Les obligations de reporting à 24 et 72 heures
L'Article 14 introduit des obligations de reporting sur les incidents et les vulnérabilités plus strictes que la plupart des régimes existants. Les vulnérabilités activement exploitées doivent être notifiées à l'ENISA [5] et au CSIRT compétent dans les 24 heures suivant leur connaissance par un early warning, suivi d'une notification plus complète sous 72 heures et d'un rapport final sous 14 jours. Les incidents graves qui impactent la sécurité du produit doivent être signalés selon la même temporalité [1].
Opérationnellement, cela signifie que le fabricant doit disposer d'un pipeline interne de triage et de notification capable de produire un rapport structuré à un régulateur en quelques heures à partir d'un événement de sécurité. Pour un fournisseur de petite ou moyenne taille, il s'agit d'une exigence organisationnelle significative, et non d'un problème d'outillage. Le CRA prévoit explicitement que la conformité à cet article requière une fonction de security operations avec des rôles et des chemins d'escalade définis, du type de maturité typiquement formalisée sous ISO/IEC 27001 [8].
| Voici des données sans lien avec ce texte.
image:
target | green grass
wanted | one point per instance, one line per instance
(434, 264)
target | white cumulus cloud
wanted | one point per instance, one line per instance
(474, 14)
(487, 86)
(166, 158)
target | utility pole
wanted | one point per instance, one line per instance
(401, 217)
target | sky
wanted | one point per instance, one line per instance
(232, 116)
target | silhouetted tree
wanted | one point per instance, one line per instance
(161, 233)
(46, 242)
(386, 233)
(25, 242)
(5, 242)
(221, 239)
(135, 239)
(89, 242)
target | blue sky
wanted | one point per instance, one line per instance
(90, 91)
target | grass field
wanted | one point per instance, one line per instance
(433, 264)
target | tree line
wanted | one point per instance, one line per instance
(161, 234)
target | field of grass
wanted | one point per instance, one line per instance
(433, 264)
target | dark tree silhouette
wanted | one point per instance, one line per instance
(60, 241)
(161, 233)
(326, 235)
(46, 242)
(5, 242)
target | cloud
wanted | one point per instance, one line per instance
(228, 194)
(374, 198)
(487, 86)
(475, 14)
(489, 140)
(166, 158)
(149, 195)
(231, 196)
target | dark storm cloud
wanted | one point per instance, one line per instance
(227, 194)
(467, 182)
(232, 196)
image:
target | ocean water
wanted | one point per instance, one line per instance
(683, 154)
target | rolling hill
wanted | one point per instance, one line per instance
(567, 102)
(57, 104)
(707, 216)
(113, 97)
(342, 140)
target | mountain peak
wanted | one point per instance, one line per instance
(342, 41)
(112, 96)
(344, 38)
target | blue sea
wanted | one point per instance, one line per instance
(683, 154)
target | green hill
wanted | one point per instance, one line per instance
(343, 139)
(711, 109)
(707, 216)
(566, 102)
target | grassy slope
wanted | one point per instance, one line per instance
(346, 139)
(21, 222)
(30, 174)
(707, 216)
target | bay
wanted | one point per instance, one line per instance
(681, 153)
Calendrier et périodes de grâce
Le Règlement est entré en vigueur à la fin de 2024 [3]. Les obligations de reporting de l'Article 14 s'appliquent à partir du 11 septembre 2026. L'ensemble complet des obligations, y compris l'évaluation de conformité et le marquage CE, s'applique à partir du 11 décembre 2027. Il n'y a aucune période de grâce pour les produits mis sur le marché après cette date [1].
Pour un fournisseur matériel avec un cycle de développement de 12 à 24 mois, l'horizon pratique est maintenant. Un produit qui entre en série de développement en 2026 doit atteindre le marché avec une posture de sécurité CRA-compliant, un dossier d'évaluation de conformité et une infrastructure de gestion des vulnérabilités. Le retrofit n'est pas réaliste pour les exigences structurelles telles que le secure update, la couverture SBOM et les éléments architecturaux qui soutiennent l'opérabilité résiliente [6].
Ce que cela signifie pour vous
Pour les fournisseurs de produits de sécurité matérielle vendant dans l'UE, le CRA n'est pas un exercice documentaire. C'est un régime d'assurance réglementé avec implication d'organisme notifié pour toute fonction de sécurité non triviale, des obligations continues durant la période de support et des sanctions calibrées pour garantir que la conformité soit moins coûteuse que la non-conformité. Traitez-le comme vous traiteriez le Règlement sur les Dispositifs Médicaux ou la Radio Equipment Directive : un intrant structurel de conception, et non un audit de dernière minute.
Concrètement : identifier dès aujourd'hui la classification Annexe III de votre produit ; engager un organisme notifié pour les produits de Classe II au moins 12 mois avant l'entrée prévue sur le marché ; intégrer l'infrastructure SBOM et CVD dans votre processus d'ingénierie plutôt que de l'ajouter par la suite ; aligner le mécanisme de mise à jour firmware, le modèle de menace et les runbooks d'incident response sur l'Annexe I avant le tape-out, pas après.
Pour les acheteurs de produits de sécurité matérielle, le CRA est un puissant levier de procurement. À partir de décembre 2027, le marquage CE sur un produit dans le périmètre constitue une déclaration contraignante de conformité aux exigences essentielles de cybersécurité. Le dossier d'évaluation de conformité, la SBOM et la politique CVD sont des documents que vous êtes en droit d'exiger. La présence d'une posture réglementaire solide est désormais un facteur discriminant entre fournisseurs sérieux et les autres [1][2][3].